The Maison Saint-Charles under the sign of the intergenerational

When he crosses the door of the common dining room, holding his mother by the hand, Ange, 3 years old, is greeted with exclamations. Sister Monique, seated on his right, makes puppets for him with her hands; a volunteer slips a bowl of cornflakes under his nose. A few minutes later, the little boy is dragged into the library by Sister Marie, “almost 80 years old”who wants to read him a story. “I went back twenty years,” will then confide, enchanted, this auxiliary nun, former volunteer of ATD Fourth World, who once animated street libraries in the working-class neighborhoods of Marseille. Ange, her mother Sylvie, a single mother, as well as sisters Monique and Marie are among the new residents of Maison Saint-Charles. After years of work, this property of the Dominican Sisters of Charity of the Presentation opened its doors at the end of December 2021, rue de Vaugirard, in the 15and arrondissement of Paris, to host an intergenerational residence, supported by Habitat et Humanisme and the congregation.

Since the opening, ten single-parent families and fifteen young workers have moved into social housing, as well as twenty elderly nuns from five different congregations into housing for seniors.
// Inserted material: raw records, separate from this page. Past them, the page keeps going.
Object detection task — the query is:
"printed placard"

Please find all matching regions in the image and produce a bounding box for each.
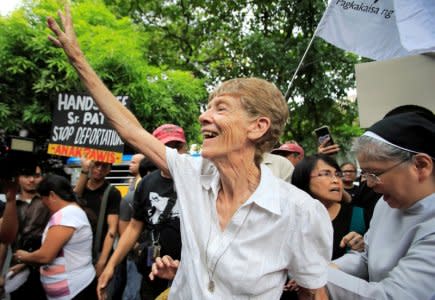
[48,93,129,163]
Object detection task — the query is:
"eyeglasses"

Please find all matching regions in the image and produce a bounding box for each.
[360,159,408,184]
[311,170,343,179]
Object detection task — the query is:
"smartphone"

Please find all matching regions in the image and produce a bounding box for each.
[314,125,334,147]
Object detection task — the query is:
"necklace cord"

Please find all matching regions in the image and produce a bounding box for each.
[205,203,254,291]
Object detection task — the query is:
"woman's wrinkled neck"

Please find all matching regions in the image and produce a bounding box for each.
[215,151,260,201]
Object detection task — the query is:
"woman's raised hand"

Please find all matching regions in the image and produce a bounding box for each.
[47,5,83,61]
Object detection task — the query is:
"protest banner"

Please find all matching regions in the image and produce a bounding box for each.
[47,93,129,163]
[285,0,435,99]
[316,0,435,61]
With 3,600 m2 protected green spaces and open to the outside, the place also includes guest rooms for social purposes, a coworking space and meeting rooms. Two intergenerational dwellings, which must accommodate a single-parent family, an elderly person and a young person, are still waiting for their residents.
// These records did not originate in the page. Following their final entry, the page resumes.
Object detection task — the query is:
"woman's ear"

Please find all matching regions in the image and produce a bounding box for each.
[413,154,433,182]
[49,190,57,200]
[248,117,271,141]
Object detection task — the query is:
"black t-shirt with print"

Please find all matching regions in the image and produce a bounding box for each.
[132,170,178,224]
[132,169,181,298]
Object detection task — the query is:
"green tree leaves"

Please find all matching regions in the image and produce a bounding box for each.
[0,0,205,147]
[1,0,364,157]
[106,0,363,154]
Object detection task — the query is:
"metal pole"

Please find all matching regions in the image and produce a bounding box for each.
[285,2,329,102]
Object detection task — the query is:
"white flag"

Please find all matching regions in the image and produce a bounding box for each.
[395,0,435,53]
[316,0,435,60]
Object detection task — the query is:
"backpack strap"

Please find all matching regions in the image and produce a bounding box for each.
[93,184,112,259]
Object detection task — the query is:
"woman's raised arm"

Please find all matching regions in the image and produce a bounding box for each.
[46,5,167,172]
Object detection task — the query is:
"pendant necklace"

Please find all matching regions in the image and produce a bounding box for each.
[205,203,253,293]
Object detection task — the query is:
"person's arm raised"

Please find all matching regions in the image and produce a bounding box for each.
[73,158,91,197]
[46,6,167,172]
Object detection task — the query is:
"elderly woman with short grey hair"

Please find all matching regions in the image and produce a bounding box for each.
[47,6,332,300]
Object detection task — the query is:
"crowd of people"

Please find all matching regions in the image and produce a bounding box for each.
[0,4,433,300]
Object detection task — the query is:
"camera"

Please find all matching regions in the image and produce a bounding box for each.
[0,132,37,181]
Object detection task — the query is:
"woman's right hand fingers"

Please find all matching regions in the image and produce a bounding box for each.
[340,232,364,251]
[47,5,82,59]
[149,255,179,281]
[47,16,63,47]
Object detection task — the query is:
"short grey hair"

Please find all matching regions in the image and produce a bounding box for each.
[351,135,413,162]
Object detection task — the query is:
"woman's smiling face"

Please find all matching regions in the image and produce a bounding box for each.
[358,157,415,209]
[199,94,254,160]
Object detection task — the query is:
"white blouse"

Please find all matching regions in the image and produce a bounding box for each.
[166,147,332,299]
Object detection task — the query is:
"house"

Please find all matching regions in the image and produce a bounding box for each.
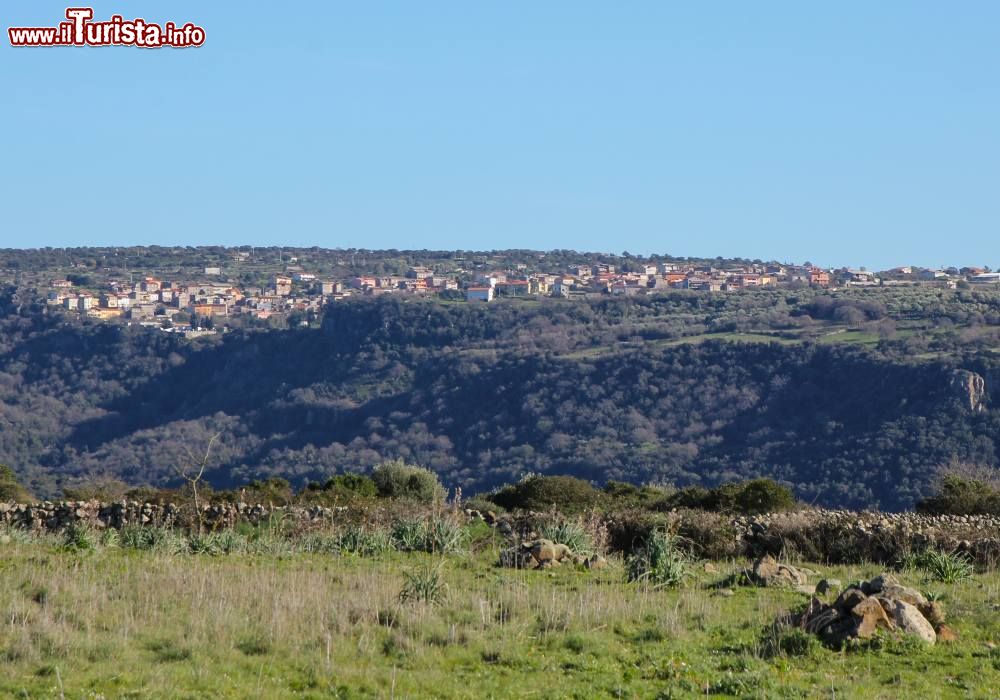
[273,276,292,295]
[466,287,494,302]
[407,266,433,280]
[969,273,1000,285]
[809,270,831,287]
[496,280,531,297]
[204,266,222,275]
Owned by nuns since 1872, this vast complex has successively housed an orphanage, then a primary school and its boarding school. But the buildings becoming dilapidated, the welcome “rustic”, and the premises no longer welcoming sisters for five years, “He asked himself the question, in 2012, of the future of the place”, says Véronique Margron, Superior General of the Congregation of the Dominicans of the Presentation. Rather than sell it, like many other unused buildings of the congregations, the order chose to transform the site, “given its beauty and symbolic character”. Following a meeting with Bernard Devert, founder of Habitat et Humanisme, the project for an intergenerational house was born. “It respected the dimension of welcome specific to the house since its origins; the social dimension, since the residents are precarious people”explains Véronique Margron, while emphasizing that “intergenerational life is a reality of religious life”.

After four years of work carried out by Vinci Immobilier, a year of discussion with local residents and readjustments, the house, designed by the architectural firm h2o, is finally open. The rear land has been sold, and the neo-Gothic chapel completely renovated. On the stained glass windows, the artist Flavie Serrière Vincent-Petit has painted flowering mimosas. “It is creation”, raves Sister Monique, big glasses and a purple beret matching her wool vest; ” it’s Laudato si’», adds Sister Laurence. “The community maintains the spiritual dimension of the house, without any proselytismcontinues Véronique Margron. The sisters represent the stable community, the place of peace”, compared to residents who have often experienced more complicated situations.

The nuns have moved into studio apartments “big as three times our cells!” », raves Sister Marie-Armelle, helper. “It’s still extraordinary, at the age we have, to be able to participate in a new project, which makes sense, with our weakening means”, enthuses Sister Monique, summing up the general feeling.

But for the time being, we must, with the residents, take “time to get used to” as Sister Laurence says. While waiting for the pottery and gardening workshops to start, conviviality takes shape in the elevator. Sister Monique met Sylvie there, Ange’s mother, who moved into her own apartment at the end of December, after several years in a social hotel. Raised in religious boarding schools in Cameroon, she was happy to find a place with a spiritual dimension for her son. The following Saturday, she came to pray in the chapel, in the evening, with the sisters.